What’s a word for people sharing a common culture? [closed]
- People
We the people of the United States, in order to form a more perfect union, establish justice, insure domestic tranquility, provide for the common defense, promote the general welfare, and secure the blessings of liberty to ourselves and our posterity, do ordain and establish this Constitution for the United States of America.
- Citizens
American people, are citizens, permanent lawful residents or natives of the United States
- Natives
American Indian and Alaska Native.
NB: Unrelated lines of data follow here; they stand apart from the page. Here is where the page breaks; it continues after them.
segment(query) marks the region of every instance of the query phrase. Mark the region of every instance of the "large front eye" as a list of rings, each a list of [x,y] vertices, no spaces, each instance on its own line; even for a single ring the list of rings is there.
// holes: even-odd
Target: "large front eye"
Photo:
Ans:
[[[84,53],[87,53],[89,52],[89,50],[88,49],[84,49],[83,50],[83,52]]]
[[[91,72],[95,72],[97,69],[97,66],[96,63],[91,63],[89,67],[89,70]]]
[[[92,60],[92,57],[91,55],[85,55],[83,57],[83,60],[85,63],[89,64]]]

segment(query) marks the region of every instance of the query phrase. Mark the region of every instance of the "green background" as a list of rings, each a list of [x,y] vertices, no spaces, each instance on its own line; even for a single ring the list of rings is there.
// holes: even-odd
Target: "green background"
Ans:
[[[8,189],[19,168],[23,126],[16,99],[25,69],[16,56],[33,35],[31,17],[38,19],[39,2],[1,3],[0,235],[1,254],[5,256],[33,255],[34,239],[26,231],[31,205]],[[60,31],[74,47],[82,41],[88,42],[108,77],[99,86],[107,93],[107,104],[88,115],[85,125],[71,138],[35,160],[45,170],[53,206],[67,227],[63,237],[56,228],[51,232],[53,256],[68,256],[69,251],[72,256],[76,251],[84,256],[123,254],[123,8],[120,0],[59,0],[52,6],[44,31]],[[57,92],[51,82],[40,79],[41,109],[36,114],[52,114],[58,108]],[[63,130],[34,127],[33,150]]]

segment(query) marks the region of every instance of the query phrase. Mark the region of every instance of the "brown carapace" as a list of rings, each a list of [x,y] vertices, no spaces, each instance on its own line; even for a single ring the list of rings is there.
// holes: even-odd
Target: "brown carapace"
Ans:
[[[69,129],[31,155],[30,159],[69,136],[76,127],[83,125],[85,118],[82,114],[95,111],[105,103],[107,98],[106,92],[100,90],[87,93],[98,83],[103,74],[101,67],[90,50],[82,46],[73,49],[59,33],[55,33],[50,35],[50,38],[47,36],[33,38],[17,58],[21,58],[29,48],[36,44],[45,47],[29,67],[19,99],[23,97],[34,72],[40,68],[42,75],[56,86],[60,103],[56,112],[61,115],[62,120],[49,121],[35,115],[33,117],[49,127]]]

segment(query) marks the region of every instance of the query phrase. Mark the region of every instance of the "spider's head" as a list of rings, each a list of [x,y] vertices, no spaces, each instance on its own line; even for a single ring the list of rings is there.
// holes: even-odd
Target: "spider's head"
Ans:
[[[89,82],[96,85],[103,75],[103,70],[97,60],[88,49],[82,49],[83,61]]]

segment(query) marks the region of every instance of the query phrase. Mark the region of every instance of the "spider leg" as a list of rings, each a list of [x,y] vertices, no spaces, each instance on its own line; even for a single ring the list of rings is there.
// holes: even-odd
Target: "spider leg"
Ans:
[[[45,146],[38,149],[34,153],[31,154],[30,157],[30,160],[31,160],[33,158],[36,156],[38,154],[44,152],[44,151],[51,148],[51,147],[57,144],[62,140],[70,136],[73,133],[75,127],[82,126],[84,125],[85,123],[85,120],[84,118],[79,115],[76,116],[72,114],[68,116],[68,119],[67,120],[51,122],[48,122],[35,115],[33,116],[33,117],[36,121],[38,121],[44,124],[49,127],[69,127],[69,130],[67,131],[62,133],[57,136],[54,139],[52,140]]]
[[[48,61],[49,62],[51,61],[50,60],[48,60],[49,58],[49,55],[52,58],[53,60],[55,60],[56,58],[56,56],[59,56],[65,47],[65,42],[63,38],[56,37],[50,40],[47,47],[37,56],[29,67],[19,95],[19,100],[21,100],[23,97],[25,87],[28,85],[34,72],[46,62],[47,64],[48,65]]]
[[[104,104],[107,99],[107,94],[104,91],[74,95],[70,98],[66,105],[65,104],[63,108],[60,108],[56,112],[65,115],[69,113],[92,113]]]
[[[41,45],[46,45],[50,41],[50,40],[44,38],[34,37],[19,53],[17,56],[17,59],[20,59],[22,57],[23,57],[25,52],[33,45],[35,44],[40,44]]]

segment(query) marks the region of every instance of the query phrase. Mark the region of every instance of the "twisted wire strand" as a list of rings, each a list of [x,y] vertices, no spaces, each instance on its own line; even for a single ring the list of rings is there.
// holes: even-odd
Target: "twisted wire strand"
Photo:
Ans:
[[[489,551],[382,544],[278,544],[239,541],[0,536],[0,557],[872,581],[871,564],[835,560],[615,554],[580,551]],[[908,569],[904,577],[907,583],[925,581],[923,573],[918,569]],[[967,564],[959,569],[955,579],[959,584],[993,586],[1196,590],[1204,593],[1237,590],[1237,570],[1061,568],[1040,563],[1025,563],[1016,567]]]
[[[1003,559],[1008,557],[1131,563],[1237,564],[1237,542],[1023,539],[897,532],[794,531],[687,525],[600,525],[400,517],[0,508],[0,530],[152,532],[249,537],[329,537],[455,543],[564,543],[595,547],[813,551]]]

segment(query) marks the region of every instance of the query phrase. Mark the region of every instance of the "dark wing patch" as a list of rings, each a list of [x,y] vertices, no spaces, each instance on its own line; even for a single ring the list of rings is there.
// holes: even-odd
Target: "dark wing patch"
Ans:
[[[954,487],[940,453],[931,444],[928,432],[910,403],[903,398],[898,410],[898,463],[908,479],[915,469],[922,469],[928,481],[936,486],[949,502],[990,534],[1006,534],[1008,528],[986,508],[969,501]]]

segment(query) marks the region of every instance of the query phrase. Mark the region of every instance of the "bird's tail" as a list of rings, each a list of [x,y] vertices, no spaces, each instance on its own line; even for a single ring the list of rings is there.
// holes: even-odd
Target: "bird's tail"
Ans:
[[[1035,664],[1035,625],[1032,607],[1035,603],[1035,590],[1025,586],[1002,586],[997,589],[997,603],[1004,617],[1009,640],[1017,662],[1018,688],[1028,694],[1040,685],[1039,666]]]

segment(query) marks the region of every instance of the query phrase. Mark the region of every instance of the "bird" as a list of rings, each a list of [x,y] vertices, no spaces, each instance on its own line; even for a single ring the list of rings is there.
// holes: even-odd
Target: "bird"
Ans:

A person having origins in any of the original peoples of North and South America (including Central America) and who maintain tribal affiliation or community attachment.
- Indigenous people
Indigenous peoples are peoples defined in international or national legislation as having a set of specific rights based on their historical ties to a particular territory, and their cultural or historical distinctiveness from other populations that are often politically dominant
- Race and ethnicity
Race and ethnicity in the United States Census, defined by the federal Office of Management and Budget (OMB) and the United States Census Bureau, are self-identification data items in which residents choose the race or races with which they most closely identify, and indicate whether or not they are of Hispanic or Latino origin (the only categories for ethnicity
- Society
an organized group of persons associated together for religious, benevolent, cultural, scientific, political, patriotic, or other purposes.
and
a group of people involved with each other through persistent relations, or a large social grouping sharing the same geographical or social territory, subject to the same political authority and dominant cultural expectations. Human societies are characterized by patterns of relationships (social relations) between individuals who share a distinctive culture and institutions; a given society may be described as the sum total of such relationships among its constituent members.
Community is often used loosely to describe a group with a shared culture (e.g. the Jewish community). However, it is also used in the more general sense of people who live in a given locality.